Cookie not invalidated after reaching the session-timeout
Description of problem:
We have ocserv servers configured with a 12h user session timeout (persistent-cookie
is not set).
We noticed that users using AnyConnect reconnect automatically after reaching the 12h session timeout without being asked to authenticate. According to the documentation on session-timeout
, the cookie is supposed to be invalidated:
# The time (in seconds) that a client is allowed to stay connected
# Unset to disable. When set a client will be disconnected after being
# continuously connected for this amount of time, and its cookies will
# be invalidated (i.e., re-authentication will be required).
#session-timeout = 86400
Here are the logs from our ocserv instance showing this behavior:
Aug 29 07:12:03 vpn-server ocserv[1530504]: worker[j.doe]: 82.x.x.x session timeout reached for process (43230 secs)
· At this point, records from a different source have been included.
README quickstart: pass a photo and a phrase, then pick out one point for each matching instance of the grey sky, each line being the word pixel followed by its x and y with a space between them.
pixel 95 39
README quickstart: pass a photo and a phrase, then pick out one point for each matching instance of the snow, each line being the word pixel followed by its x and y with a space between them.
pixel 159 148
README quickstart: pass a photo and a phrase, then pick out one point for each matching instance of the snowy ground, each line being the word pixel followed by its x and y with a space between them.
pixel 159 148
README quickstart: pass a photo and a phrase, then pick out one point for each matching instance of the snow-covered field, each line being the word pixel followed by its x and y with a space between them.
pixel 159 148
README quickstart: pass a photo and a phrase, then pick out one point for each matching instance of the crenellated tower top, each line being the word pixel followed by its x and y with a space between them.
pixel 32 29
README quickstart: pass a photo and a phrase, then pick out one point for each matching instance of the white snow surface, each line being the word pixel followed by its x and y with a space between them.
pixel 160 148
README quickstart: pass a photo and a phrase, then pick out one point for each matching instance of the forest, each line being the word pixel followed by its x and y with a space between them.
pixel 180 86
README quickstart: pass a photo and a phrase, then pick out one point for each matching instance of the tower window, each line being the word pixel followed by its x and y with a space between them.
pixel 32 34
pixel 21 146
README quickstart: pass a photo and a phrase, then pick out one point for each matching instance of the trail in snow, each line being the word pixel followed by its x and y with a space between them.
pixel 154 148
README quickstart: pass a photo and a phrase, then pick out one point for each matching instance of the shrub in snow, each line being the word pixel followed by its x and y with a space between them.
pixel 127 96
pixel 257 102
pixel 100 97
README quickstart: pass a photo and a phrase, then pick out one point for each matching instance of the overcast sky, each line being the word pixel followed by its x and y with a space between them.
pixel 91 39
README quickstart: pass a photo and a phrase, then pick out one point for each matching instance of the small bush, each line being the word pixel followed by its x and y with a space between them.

Aug 29 07:12:03 vpn-server ocserv[5255]: sec-mod: session stats but with non-existing SID
Aug 29 07:12:03 vpn-server ocserv[5273]: sec-mod: temporarily closing session for j.doe (session: NfCFfY)
Aug 29 07:12:03 vpn-server ocserv[1669871]: level="info" msg="user disconnected" ip_addr="82.x.x.x" username="j.doe" vpn_addr_ipv4="10.x.x.x" vpn_addr_ipv6=""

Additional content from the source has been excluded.